🚀 Stay Ahead with the IBM Sterling OMS Self Service Alert Framework

General Page

In the dynamic world of production systems, unforeseen challenges are inevitable. What truly sets great operations apart is the speed and precision with which these challenges are detected and addressed, long before customers feel any impact.

Today, I’m incredibly excited to highlight the continuous evolution of the IBM Sterling Order Management (OMS) Self-Service Alert Framework.

Our journey began with essential MQ queue depth-based alerts, which provide early detection of message flow issues. Since then, we’ve introduced several powerful OMS functional alerts that detect critical production issues well before they escalate into full-blown incidents. And what excites me even more is what the future holds in this space ...

In this blog, I’d like to walk you through:

The different types of alerts we now have
How they work in real-world scenarios
Why are these capabilities so critical to stable, performant OMS environments

For detailed configuration steps, parameters, and available metrics, you can refer to the official IBM Sterling OMS Self-Service Alert Framework documentation here.

🛠️ Exploring the Powerful Alerts in IBM Sterling OMS

The IBM Sterling OMS Self Service Alert Framework offers a comprehensive set of tools designed to keep your system healthy and your business running smoothly. These alerts fall into two main categories, each targeting a different layer of your environment:

📬 MQ Alerts — Keeping a Pulse on Your Messaging Backbone

Think of IBM MQ queues as the lifeblood of your asynchronous workloads. Our MQ alerts monitor these vital arteries by tracking message volumes, queue capacities, and flow rates. This early detection helps prevent bottlenecks, conserve resources, and keeps messages flowing seamlessly — all crucial for operational resilience.

You’ll find alerts like:

Queue Depth Alert 📥
Queue Full Percentage Alert 📊
Queue Messages In Alert ➕
Queue Messages Out Alert ➖

❤️ OMS Alerts — Watching Over Your Application’s Heartbeat

Beyond infrastructure, your OMS servers handle real-time processing and critical business transactions. OMS alerts focus on error rates, response times, and business process statistics, giving you instant insights into application health, transaction integrity, and overall business flow.

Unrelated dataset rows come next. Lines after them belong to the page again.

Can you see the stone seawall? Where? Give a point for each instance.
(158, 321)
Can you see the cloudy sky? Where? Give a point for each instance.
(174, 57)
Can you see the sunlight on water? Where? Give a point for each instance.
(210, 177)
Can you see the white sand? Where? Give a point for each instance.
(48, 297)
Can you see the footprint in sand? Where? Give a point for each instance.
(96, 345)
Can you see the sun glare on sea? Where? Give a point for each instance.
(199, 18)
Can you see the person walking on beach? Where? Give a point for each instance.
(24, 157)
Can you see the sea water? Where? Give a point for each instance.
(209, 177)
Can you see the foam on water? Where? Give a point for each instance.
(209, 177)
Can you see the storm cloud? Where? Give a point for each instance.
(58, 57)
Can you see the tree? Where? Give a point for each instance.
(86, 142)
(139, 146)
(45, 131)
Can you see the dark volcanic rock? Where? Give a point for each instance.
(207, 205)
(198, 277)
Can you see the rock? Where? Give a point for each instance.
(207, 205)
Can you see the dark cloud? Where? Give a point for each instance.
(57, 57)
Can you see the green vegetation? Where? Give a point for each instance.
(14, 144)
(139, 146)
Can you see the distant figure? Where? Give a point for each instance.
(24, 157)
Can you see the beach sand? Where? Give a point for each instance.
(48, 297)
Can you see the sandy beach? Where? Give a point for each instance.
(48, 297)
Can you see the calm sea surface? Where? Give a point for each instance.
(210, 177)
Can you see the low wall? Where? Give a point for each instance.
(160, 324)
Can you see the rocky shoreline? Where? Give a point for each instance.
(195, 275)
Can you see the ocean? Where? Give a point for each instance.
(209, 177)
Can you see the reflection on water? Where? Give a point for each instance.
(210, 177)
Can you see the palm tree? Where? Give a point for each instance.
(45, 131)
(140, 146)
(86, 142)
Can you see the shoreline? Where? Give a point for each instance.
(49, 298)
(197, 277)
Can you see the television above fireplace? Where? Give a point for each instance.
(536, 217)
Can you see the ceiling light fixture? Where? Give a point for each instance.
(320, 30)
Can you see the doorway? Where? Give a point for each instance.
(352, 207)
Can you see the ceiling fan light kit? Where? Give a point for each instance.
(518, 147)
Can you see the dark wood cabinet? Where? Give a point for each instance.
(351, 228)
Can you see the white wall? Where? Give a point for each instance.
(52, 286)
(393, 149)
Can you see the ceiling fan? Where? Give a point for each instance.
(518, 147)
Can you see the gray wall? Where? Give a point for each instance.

These include alerts such as:

Application Server and Agent/Integration Server Error Rate Alerts 🔥🔄
OMS Agent Not Processing Workload 🛑
OMS Response Time Statistics ⏱️
OMS Order and Shipment Statistics 📦🚚

Together, these alert types provide a powerful 360-degree view, enabling your team to detect issues early, respond fast, and keep your OMS environment running at peak performance.

📨 MQ Alerts

📥 Queue Depth Alert

Tracking the current depth of a queue provides one of the most direct indicators of integration health.

Take the Create Order flow as an example — order XMLs captured by a front-end system are dropped into a queue for OMS integration servers to process. If the integration server stalls or crashes, the queue depth will climb rapidly.

To proactively manage this, set up an alert that notifies your team once the queue depth crosses a critical threshold. This early warning allows for rapid response and keeps order processing on track.
→ Set an alert to notify if the createOrder queue depth exceeds 1000 messages for 10 minutes.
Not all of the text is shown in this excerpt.